Pour en savoir plus sur cette anecdote tirée du livre de Pierre Chany, journaliste ès science du vélo, vous pouvez vous reporter au billet que j’avais consacré à ce monument du cyclisme qu’est Milan-San Remo : http://encreviolette.unblog.fr/2014/09/18/la-primavera-en-ete-sur-la-route-de-milan-san-remo/
Pour l’instant, j’ai quelque scrupule pour ma compagne qui doit commencer à s’impatienter dans la voiture. Enfin … pas exagérément quand même (!) car je pique la curiosité du cher monsieur en lui confiant que l’idole de ma jeunesse était Jacques Anquetil, mon voisin rouennais.
En y réfléchissant bien, mon admiration pour Coppi s’est probablement nourrie de l’arrivée de « mon » champion sur la planète vélo. Fausto se prit aussitôt de sympathie pour Jacques qu’il invita chez lui et imaginait comme son héritier. Le quotidien Paris-Normandie avait largement relaté cette rencontre dans ses colonnes et, bien évidemment, j’avais collé les photos des deux campionissimi (pardonnez-moi ce chauvinisme exacerbé) dans mes cahiers dédiés à Maître Jacques.
Anquetil manifestait un profond respect pour son illustre aîné.

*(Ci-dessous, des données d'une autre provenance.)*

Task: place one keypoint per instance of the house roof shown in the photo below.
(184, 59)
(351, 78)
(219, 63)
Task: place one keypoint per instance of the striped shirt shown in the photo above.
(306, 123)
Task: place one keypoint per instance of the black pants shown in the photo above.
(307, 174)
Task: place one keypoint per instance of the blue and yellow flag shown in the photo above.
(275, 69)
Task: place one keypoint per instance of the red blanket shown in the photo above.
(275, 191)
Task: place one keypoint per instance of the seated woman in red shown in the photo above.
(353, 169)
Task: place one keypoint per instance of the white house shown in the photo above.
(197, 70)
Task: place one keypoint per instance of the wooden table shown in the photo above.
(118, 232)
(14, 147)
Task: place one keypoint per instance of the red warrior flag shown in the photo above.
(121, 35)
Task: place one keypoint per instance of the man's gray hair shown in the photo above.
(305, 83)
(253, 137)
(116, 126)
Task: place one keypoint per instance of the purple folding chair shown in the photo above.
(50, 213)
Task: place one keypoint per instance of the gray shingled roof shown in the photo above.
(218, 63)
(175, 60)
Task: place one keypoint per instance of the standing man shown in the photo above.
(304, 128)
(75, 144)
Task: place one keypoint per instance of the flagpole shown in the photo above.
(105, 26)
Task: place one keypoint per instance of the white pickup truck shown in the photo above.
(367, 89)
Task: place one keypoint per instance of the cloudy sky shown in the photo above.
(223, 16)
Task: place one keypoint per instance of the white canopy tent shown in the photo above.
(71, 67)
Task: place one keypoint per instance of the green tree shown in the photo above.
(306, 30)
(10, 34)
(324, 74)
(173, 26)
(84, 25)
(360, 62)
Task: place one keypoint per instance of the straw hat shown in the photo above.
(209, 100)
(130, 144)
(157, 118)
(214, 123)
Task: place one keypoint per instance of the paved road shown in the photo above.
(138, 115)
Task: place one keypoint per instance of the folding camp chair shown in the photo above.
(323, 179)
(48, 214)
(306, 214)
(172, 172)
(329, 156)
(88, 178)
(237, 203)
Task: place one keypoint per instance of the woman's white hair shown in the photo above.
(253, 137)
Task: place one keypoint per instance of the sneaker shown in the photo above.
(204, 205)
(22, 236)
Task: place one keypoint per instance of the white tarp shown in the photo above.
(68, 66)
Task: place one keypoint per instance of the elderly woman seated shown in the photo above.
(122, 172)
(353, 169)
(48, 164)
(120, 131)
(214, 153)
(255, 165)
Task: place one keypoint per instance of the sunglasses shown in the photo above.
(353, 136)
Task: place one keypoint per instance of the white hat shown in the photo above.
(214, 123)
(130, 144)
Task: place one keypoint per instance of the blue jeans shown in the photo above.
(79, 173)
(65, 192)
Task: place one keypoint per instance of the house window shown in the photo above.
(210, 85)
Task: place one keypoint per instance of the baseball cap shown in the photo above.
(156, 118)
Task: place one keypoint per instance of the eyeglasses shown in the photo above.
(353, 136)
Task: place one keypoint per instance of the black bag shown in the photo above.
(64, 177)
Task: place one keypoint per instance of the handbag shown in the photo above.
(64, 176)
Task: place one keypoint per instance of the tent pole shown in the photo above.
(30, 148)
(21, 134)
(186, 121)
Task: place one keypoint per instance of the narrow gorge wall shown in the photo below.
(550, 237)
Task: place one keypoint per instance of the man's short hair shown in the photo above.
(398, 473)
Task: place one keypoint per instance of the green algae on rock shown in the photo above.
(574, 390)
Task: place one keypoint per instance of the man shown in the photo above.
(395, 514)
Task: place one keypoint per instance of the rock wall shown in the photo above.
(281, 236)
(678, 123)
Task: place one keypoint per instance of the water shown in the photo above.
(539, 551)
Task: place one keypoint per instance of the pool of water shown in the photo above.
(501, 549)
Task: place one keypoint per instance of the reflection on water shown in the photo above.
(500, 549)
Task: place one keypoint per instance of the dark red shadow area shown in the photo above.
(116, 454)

Preuve en est, parmi les plus grands défis de sa carrière, il souhaita battre le mythique record de l’heure sur piste de Fausto et réussir le même exploit (unique à l’époque) de gagner dans la même année le Giro di Italia et le Tour de France. Sur un plan privé, il séduisit comme Fausto une « dame blanche », il le surpassa même au travers d’une vie conjugale compliquée que je laisse aux échotiers friands de sensationnel.

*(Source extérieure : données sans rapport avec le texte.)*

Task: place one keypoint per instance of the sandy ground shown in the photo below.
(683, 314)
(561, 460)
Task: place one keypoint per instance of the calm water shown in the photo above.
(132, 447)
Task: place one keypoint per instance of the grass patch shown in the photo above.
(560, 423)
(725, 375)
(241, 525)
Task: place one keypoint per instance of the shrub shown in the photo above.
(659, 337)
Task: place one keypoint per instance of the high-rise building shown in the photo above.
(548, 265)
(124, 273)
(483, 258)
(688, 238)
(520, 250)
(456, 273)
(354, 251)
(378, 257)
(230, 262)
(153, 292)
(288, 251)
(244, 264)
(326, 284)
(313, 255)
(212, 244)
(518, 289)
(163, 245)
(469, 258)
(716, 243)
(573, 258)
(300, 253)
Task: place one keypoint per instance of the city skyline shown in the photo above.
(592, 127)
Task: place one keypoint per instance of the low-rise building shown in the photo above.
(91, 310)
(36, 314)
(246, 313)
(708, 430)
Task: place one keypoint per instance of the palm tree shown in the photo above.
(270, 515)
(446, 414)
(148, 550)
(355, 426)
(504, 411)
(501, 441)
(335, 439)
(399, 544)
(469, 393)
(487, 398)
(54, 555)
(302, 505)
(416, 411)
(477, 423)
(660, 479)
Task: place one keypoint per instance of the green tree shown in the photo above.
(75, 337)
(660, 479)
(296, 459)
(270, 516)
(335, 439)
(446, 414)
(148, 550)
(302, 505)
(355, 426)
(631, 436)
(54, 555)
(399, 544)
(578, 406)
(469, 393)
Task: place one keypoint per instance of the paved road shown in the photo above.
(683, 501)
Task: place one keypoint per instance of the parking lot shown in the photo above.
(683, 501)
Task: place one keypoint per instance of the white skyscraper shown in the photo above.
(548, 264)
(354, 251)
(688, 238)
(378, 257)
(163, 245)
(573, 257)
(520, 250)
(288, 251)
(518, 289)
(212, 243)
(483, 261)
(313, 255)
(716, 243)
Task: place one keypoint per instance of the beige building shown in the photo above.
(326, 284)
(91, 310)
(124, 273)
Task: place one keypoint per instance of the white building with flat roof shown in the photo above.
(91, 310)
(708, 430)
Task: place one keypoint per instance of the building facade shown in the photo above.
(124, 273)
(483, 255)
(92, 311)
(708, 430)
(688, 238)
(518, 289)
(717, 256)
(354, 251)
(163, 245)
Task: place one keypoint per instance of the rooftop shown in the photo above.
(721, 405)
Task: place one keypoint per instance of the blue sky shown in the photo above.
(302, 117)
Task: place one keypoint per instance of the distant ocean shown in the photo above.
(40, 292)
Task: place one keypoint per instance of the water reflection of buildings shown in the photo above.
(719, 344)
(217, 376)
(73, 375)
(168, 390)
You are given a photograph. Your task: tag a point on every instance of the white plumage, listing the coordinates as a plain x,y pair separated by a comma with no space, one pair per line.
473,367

« Jaqué Anquétil », comme le prononce mon ami piémontais avec un délicieux accent, vint à Castellania, au moins une fois, pour les obsèques de Fausto.
Anna, ma future guide de la Casa Coppi, traverse la route : « C’est il francese qui vient visiter demain ! »
Et voilà maintenant que mon « photographe personnel » arrête un 4×4 et me présente au séduisant conducteur (ma compagne se mordra les doigts de ne m’avoir pas accompagné !) : « C’est il francese qui vient visiter la Casa demain. Il a visto correre Fausto vero ! » Je viens de faire la connaissance de l’arrière- petit-fils de Fausto.
Ma séance de pose n’est pas terminée : je dois m’intercaler entre Fausto et Geminiani suant sang et eau dans l’ascension du Ventoux lors du Tour de France 1952. Ils sont suivis du belge Stan Ockers et, là, mon ami marque un point, il complète … d’un autre Français Jean Dotto. J’égalise aussitôt en glissant un détail qui peut intéresser un habitant de la région du cépage Nebbiolo : le valeureux coureur provençal Dotto était surnommé le « vigneron de Cabasse » ! Je suis fairplay et évite d’enfoncer le clou en omettant de dire que, ce jour-là, devant ces échappés, caracolait le Français Jean Robic futur vainqueur de l’étape.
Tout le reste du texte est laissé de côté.